Türkiye, İran üzerinden Şangay Suç Birliği Teşkilatı’na yakınlaşmayacak. BRICS midir nedir, hiçbir geleceği olmayan o gibi planlara, o gibi kara para teşkilatlarına da yanaşmayacak. Türkiye, doğu ile batı arasında kalmaya, kendi hür siyasetini sergilemeye ve bu yolla dünyayı dönüştürmeye, değiştirmeye devam edecek.
Türkiye’deki kesimler arasından, Türkiye’nin izah ettiğim vaziyette durmasına karşı duranlar, Türkiye’nin karşısında durmuş sayılacaklar. Kimin kiminle ne derdi ya da hesabı/planı varsa, kendi aralarında çözecekler ve TR’yi karıştırmayacaklar. Kimler, kimlerle danışıklı dövüşüyorlarsa, yollarına bakacaklar ve yine TR’yi karıştırmayacaklar. Onların yolları çok kısa, bu şimdiden kesinleşmiş bir gerçek ama TR’nin yolu açık ve uzun…
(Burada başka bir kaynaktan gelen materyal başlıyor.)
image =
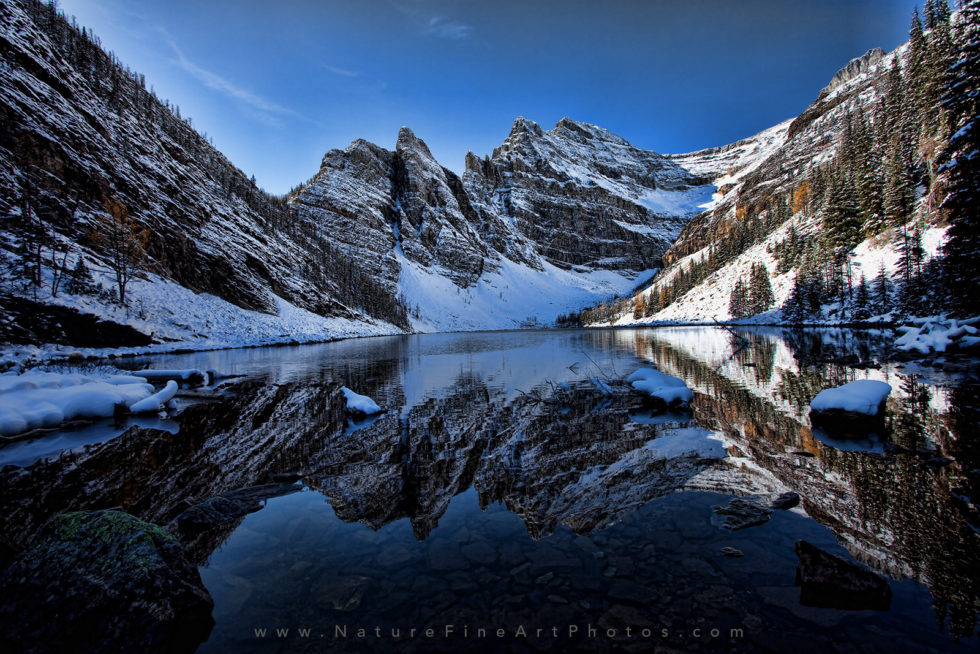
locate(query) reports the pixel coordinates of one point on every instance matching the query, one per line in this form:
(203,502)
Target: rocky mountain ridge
(385,240)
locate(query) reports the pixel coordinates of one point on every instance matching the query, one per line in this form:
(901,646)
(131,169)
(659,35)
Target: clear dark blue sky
(277,84)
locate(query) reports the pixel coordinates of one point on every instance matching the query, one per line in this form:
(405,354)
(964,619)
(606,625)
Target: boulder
(741,513)
(101,581)
(784,501)
(221,509)
(829,581)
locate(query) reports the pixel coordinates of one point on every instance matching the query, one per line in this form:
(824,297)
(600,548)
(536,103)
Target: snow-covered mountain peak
(409,143)
(855,67)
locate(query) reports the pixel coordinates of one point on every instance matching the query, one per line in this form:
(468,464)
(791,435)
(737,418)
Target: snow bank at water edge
(38,400)
(937,334)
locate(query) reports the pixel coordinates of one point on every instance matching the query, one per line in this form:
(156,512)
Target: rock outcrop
(103,581)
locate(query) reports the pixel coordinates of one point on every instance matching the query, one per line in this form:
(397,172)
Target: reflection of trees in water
(904,505)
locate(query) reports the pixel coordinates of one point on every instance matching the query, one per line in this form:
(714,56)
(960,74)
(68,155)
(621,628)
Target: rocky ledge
(99,581)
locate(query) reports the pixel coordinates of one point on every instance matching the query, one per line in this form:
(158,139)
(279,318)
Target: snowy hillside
(798,187)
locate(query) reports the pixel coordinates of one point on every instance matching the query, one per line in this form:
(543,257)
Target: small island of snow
(865,396)
(656,384)
(360,403)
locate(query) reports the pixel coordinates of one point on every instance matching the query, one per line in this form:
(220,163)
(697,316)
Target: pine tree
(862,300)
(841,221)
(80,279)
(898,186)
(929,11)
(961,164)
(883,291)
(909,273)
(761,297)
(915,64)
(939,58)
(738,300)
(639,307)
(124,242)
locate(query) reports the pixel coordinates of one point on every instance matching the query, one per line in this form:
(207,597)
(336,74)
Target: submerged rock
(103,581)
(741,513)
(784,501)
(829,581)
(229,506)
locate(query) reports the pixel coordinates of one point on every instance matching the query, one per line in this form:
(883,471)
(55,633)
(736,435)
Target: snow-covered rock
(36,400)
(937,334)
(671,390)
(360,404)
(864,396)
(157,401)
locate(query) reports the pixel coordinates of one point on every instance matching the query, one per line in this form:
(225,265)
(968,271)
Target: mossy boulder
(103,581)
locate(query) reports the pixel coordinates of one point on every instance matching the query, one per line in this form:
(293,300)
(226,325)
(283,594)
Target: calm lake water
(516,497)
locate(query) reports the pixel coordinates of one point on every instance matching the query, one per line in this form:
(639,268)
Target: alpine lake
(516,494)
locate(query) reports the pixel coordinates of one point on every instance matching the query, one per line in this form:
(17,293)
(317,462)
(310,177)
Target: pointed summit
(408,142)
(524,126)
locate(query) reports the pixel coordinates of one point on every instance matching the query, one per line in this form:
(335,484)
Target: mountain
(78,130)
(92,166)
(550,222)
(567,216)
(831,210)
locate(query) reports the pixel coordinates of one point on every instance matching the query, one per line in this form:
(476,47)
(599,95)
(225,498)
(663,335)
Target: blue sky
(277,84)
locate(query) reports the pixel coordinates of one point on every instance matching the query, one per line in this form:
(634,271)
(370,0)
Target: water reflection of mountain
(905,511)
(492,412)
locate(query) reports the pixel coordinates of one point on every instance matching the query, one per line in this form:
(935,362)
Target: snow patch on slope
(512,297)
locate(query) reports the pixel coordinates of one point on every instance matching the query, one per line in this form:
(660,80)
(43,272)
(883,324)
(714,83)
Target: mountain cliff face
(550,222)
(559,208)
(384,240)
(790,184)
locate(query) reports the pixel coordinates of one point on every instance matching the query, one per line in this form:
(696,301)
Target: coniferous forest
(902,162)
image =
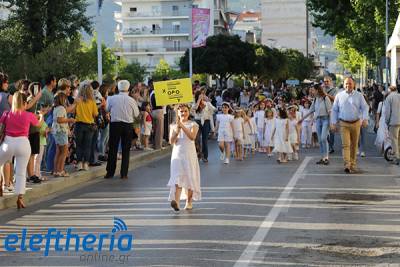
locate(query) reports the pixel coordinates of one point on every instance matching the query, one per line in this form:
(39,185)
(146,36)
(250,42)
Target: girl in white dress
(281,137)
(238,133)
(247,135)
(225,132)
(294,133)
(185,170)
(268,130)
(260,117)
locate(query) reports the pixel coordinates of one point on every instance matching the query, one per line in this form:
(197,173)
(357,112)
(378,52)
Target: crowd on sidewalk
(83,124)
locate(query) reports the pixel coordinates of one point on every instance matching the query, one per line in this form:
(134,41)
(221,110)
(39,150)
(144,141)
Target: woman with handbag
(15,128)
(85,126)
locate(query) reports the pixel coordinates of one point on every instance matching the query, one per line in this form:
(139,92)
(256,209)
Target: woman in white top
(185,170)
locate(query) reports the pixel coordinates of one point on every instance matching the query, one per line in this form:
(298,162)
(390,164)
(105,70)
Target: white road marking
(263,230)
(350,175)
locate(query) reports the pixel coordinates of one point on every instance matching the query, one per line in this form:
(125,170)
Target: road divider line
(264,228)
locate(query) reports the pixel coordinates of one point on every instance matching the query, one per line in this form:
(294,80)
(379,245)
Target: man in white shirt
(123,110)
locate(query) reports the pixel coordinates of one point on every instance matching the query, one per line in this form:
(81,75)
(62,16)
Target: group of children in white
(265,129)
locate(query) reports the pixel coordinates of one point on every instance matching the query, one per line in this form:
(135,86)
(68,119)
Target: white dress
(280,143)
(269,129)
(185,170)
(293,138)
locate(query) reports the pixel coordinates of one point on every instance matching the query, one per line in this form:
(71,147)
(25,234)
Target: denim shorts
(61,138)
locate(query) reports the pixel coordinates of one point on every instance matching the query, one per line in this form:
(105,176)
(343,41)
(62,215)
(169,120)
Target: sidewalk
(60,185)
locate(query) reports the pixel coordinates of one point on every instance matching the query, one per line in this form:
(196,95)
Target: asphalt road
(253,213)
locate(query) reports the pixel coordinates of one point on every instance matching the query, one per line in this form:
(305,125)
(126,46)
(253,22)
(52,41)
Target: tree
(361,23)
(133,72)
(42,22)
(223,56)
(299,66)
(269,64)
(349,57)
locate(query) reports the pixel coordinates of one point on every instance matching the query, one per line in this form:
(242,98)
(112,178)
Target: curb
(59,185)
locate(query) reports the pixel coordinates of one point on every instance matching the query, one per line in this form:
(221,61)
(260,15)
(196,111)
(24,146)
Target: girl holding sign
(185,170)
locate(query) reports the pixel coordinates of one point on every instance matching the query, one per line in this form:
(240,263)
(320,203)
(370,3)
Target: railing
(153,49)
(138,31)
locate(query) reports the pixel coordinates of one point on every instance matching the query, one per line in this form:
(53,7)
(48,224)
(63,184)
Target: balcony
(150,16)
(153,50)
(158,32)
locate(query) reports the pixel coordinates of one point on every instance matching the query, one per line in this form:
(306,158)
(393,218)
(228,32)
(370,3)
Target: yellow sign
(173,92)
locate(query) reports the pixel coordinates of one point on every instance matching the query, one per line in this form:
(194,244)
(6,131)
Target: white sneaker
(86,166)
(79,166)
(10,188)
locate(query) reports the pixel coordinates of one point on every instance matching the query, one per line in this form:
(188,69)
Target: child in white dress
(247,135)
(294,133)
(185,170)
(225,132)
(259,117)
(238,133)
(281,137)
(268,130)
(306,126)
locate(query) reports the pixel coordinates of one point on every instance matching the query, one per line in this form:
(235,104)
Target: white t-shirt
(224,121)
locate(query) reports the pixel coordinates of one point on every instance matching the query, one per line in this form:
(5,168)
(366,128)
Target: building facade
(286,25)
(151,30)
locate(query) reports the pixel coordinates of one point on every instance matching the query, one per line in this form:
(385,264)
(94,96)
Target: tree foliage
(350,58)
(360,23)
(223,56)
(133,72)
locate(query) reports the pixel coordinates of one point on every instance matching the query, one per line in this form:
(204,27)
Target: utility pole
(99,54)
(191,39)
(386,45)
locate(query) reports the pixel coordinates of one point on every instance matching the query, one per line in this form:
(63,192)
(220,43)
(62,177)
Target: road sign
(173,92)
(292,82)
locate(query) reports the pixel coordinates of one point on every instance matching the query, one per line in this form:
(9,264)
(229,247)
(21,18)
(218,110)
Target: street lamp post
(386,45)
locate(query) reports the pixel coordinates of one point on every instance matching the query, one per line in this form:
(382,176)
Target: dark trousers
(119,131)
(93,149)
(204,131)
(331,140)
(83,138)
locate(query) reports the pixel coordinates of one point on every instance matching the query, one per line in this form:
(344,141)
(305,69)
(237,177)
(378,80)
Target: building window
(176,26)
(177,45)
(175,10)
(156,10)
(133,11)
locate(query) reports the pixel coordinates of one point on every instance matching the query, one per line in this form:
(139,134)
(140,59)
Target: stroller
(383,142)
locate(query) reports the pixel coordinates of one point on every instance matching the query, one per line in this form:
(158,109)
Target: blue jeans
(83,139)
(50,152)
(104,134)
(322,125)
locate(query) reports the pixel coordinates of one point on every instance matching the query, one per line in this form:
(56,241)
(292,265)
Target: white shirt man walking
(392,119)
(351,110)
(123,110)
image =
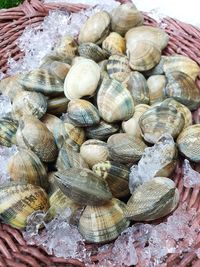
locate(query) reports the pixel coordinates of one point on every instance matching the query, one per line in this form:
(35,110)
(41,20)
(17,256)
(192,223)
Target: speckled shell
(182,88)
(116,175)
(125,17)
(143,55)
(101,131)
(118,67)
(114,101)
(8,129)
(159,120)
(29,103)
(83,113)
(42,81)
(83,186)
(33,134)
(18,201)
(92,51)
(137,85)
(114,44)
(161,198)
(25,166)
(103,224)
(95,29)
(189,143)
(125,149)
(86,71)
(94,151)
(156,85)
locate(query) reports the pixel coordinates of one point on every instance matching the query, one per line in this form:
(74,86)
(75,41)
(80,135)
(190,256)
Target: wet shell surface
(182,88)
(116,175)
(189,143)
(161,198)
(83,186)
(114,101)
(18,201)
(118,67)
(33,134)
(95,29)
(159,120)
(83,113)
(125,149)
(29,103)
(125,17)
(88,72)
(103,224)
(94,151)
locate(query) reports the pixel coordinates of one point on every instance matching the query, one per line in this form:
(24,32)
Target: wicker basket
(184,40)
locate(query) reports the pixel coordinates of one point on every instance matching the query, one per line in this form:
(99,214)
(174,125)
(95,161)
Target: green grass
(9,3)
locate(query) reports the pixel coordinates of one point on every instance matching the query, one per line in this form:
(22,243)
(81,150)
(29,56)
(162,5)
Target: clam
(94,151)
(155,35)
(161,198)
(116,175)
(101,131)
(143,55)
(8,129)
(41,81)
(29,103)
(25,166)
(33,134)
(95,29)
(156,85)
(131,126)
(125,17)
(189,143)
(19,200)
(137,85)
(159,120)
(92,51)
(103,224)
(83,186)
(114,101)
(182,88)
(118,67)
(114,44)
(83,113)
(125,149)
(88,72)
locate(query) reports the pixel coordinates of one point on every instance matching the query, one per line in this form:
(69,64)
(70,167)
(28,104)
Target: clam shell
(29,103)
(33,134)
(118,67)
(143,55)
(83,113)
(125,149)
(18,201)
(116,175)
(94,151)
(114,44)
(88,72)
(189,143)
(161,198)
(125,17)
(83,186)
(103,224)
(41,81)
(159,120)
(183,89)
(114,101)
(137,85)
(95,29)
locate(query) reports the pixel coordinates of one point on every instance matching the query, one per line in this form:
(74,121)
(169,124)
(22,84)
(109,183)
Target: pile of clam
(87,114)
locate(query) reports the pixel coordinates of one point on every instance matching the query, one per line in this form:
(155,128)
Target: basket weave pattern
(184,40)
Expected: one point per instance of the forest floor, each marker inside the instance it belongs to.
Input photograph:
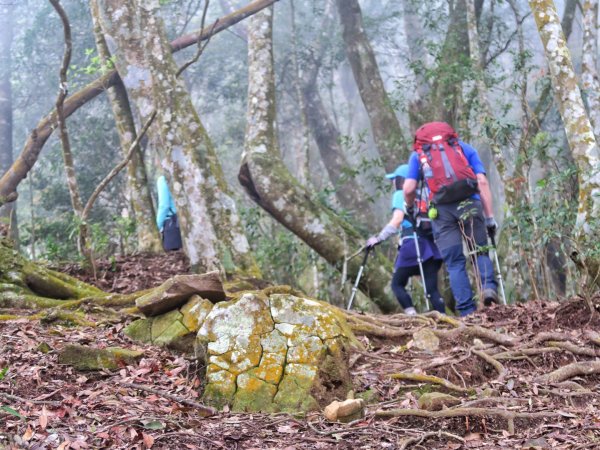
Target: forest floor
(503, 401)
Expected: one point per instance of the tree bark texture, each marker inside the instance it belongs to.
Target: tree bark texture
(589, 72)
(271, 186)
(46, 126)
(211, 229)
(386, 129)
(572, 110)
(8, 211)
(148, 237)
(326, 134)
(83, 241)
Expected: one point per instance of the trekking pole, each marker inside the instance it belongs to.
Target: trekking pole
(493, 238)
(358, 275)
(420, 261)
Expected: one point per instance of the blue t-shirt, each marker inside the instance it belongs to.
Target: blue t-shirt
(414, 166)
(166, 205)
(398, 203)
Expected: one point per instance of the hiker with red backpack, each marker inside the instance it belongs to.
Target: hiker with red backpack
(460, 207)
(424, 259)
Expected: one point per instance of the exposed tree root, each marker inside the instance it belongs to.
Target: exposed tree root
(432, 379)
(570, 371)
(510, 416)
(493, 361)
(575, 349)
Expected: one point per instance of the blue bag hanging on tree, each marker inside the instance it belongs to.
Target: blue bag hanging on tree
(171, 233)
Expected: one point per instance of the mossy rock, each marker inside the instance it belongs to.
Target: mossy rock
(274, 351)
(435, 401)
(87, 358)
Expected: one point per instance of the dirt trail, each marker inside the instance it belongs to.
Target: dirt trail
(512, 404)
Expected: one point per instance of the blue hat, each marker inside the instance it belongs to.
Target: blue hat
(401, 171)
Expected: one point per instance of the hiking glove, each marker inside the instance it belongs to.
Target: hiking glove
(372, 242)
(491, 225)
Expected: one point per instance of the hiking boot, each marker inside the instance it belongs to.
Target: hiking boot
(410, 311)
(490, 296)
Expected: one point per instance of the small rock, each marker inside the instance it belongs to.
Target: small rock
(347, 410)
(435, 401)
(88, 358)
(425, 339)
(43, 347)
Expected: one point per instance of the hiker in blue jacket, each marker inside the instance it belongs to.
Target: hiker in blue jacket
(407, 264)
(471, 219)
(166, 205)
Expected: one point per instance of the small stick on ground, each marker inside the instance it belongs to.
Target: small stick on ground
(570, 371)
(510, 416)
(205, 410)
(432, 379)
(417, 440)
Türkiye’nin, batmış, bitmiş, tükenmiş sözde süper güçlere de sözde dünya liderlerine de onların gelecek vaad etmeyen saçma sapan siyasetlerine ve teşkilatlarına da ihtiyacı yok. Bunlarla kaybedecek vakti de yok. Birileri başkalarına tabi olacaklarsa, onlar gelip TR’ye tabi olacaklar.
TR, İran denilen suni devletle iyi ilişkiler de kurmayacak. İran içindeki 45 milyon Türkün varlığını ve sorunlarını bir kere dahi dillendirememiş… İran içindeki Türklerin ve diğer mazlum milletlerin son hürriyet mücadelesinde de onların karşısında yer almış sözde Türk liderlerin, o hain ve gayr-i meşru Ankara hükumetinin, TR’yi Çin’in, Rusya’nın, şunun bunun maşası yapmasına asla izin verilmeyecek. Sahadaki bu bütün piyonları arka plandan sinsi sinsi oynatan İngiltere’nin ve İsrail’in başına bu dünyayı yıkmak gerekiyorsa bile, bu haince planlar bozulacak.
Türkiye’deki İngiltere, ABD ve İsrail maşaları/kuklaları… Üç beş tane gizli Ermeni, gizli Yahudi, gizli Rum, gizli Çingene, gizli mason, gizli Satanist pislik… Doğu ülkeleri ile daha fazla kara ve kanlı para işleri yapmak ve arka plandan sömürgeci batı alemini de fonlamak istiyor diye… Onların batışına da mani olmak istiyor diye… TR yeni yeni devasa sorunların içine itilmeyecek.
Onların kanlı ve kara para elde etmek için TR’ye çektiği 15 milyonun üzerindeki sözde sığınmacılar meselesinde, son ikazımı da yaptım, dinlemediler, dinlemeyecekler. Zaten TR çok ama çok kısa sürede karışacak, onların da İstanbul’un da kontrolde tutamayacağı kadar büyük karışacak ve bütün planları bozulacak.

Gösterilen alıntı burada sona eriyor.